None till 12 April
USD/SGD barely budged on the week, compared to the movements in the JPY driving the NEER to 145 bp. This is not a good sign going into the MPS, which effectively rules out the potential of a tightening.
Thus we had the SOR spiking almost 4 bp higher into today’s fix above 0.4% again, a level not seen since mid March.
Flows on the week has been light with local banks slamming curve flatteners against some payers who were riding off the back of relative value plays vs the USD curve. The 2-10 flattened some 6 bp as a result.
My view now is that for any weakness in the SGD currency and even with a surprise announcement of weakening on Friday (from the 15% fall in JPY ytd), the impact would be short lived. The chances of SOR heading to zero in the future has increased considerably since last week and we note that BoJ’s program could stretch up to 5 years.

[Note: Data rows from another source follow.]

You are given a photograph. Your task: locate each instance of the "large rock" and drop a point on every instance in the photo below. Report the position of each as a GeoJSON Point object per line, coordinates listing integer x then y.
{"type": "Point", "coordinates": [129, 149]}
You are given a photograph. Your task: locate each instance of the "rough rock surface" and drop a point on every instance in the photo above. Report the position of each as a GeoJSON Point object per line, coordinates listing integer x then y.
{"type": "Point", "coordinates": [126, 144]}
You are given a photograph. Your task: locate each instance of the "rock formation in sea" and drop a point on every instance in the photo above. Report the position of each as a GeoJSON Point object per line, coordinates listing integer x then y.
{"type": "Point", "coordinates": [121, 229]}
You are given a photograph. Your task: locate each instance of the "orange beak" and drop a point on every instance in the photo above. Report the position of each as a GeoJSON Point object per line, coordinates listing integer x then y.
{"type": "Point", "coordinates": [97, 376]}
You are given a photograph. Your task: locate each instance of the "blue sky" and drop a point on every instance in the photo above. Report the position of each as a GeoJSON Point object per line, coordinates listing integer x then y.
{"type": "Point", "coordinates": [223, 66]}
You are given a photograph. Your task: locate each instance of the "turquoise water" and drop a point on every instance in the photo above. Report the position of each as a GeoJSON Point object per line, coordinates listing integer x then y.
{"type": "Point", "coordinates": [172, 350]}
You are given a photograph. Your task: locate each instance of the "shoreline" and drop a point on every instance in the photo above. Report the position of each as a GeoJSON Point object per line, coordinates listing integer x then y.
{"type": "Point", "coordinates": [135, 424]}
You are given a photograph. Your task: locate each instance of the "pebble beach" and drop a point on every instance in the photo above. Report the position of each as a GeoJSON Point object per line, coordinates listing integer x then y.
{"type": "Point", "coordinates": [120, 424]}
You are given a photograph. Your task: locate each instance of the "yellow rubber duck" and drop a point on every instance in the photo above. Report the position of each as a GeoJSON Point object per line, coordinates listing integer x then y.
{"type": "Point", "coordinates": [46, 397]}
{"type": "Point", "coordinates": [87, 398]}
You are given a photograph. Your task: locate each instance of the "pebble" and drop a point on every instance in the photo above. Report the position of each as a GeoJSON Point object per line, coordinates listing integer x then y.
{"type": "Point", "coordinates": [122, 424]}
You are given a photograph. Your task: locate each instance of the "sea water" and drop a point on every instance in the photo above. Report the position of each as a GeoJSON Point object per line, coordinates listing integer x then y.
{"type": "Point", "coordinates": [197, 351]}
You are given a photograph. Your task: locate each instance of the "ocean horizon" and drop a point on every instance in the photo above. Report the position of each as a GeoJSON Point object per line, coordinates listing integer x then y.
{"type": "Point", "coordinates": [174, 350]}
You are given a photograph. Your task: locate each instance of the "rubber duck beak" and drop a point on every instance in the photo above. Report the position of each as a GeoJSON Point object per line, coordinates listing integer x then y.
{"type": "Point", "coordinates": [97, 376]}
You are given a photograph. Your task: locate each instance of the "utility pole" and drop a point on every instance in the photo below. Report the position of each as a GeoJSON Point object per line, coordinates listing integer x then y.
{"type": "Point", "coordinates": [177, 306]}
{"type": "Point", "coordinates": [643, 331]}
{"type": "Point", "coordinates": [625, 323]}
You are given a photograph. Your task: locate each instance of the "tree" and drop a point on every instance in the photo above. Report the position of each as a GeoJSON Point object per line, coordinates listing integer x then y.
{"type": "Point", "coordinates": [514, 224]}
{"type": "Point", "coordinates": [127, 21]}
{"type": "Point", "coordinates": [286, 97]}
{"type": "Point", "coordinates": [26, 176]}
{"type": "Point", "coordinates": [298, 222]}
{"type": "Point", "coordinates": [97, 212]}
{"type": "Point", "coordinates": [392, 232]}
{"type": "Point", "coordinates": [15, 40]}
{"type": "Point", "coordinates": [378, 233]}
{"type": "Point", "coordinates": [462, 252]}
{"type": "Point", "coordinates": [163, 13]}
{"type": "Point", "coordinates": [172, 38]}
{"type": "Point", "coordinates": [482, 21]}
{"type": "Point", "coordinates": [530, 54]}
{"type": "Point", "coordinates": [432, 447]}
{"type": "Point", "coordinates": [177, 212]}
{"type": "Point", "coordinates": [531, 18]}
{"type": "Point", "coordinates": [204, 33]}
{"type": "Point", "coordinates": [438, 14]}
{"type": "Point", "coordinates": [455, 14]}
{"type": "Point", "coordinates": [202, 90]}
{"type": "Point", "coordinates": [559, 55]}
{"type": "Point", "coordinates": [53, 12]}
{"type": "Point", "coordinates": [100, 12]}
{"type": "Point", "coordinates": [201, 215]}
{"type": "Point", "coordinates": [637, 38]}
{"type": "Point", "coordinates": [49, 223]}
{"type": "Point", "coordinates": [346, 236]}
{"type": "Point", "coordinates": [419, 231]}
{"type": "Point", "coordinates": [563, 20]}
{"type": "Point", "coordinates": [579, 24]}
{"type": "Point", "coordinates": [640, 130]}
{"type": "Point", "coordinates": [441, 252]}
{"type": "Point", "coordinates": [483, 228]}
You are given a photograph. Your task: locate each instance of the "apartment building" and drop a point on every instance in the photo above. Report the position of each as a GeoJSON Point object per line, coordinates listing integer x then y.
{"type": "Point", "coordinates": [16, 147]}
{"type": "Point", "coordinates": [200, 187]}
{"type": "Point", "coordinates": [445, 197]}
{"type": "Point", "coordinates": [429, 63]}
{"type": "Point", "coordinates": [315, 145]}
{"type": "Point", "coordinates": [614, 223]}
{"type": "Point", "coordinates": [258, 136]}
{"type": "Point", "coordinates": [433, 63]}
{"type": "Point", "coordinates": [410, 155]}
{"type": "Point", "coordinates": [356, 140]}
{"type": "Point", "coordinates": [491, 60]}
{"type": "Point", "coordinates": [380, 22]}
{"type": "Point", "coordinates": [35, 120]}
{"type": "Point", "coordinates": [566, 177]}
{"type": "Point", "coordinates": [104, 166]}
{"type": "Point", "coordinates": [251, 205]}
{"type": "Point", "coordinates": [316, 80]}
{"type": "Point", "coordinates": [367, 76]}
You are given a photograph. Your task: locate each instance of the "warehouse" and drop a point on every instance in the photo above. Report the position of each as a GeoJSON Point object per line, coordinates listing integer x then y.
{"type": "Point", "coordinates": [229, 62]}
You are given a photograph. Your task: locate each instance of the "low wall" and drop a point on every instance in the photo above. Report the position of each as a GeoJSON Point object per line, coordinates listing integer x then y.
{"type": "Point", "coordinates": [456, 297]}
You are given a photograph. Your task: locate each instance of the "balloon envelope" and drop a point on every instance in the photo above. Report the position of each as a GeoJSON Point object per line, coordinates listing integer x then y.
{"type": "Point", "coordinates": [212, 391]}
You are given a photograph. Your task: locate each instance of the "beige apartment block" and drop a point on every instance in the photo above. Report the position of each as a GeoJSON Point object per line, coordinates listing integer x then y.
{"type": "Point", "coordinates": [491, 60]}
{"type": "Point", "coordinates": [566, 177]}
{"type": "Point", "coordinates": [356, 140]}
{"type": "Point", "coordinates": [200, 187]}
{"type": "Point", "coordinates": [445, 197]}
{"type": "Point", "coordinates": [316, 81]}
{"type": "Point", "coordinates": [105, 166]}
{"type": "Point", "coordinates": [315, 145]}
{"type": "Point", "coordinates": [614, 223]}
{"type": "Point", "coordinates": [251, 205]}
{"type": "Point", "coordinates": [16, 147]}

Bonds outperforming on BoJ, keeping pace with UST, in anticipation of a surge in inflows. Volumes suggest trading book positioning with the short end seeing great interest despite most issues under 09/2016 trading under 0.20%.
The big picture for bonds has become rosier, dampened only by casual ADB warnings of asset bubbles which is a good reason to load up on SGS. Because bubbles have to grow and the issuance calendar will be light for another 6 weeks till end May where we will have more bond supply in a 7Y reopening.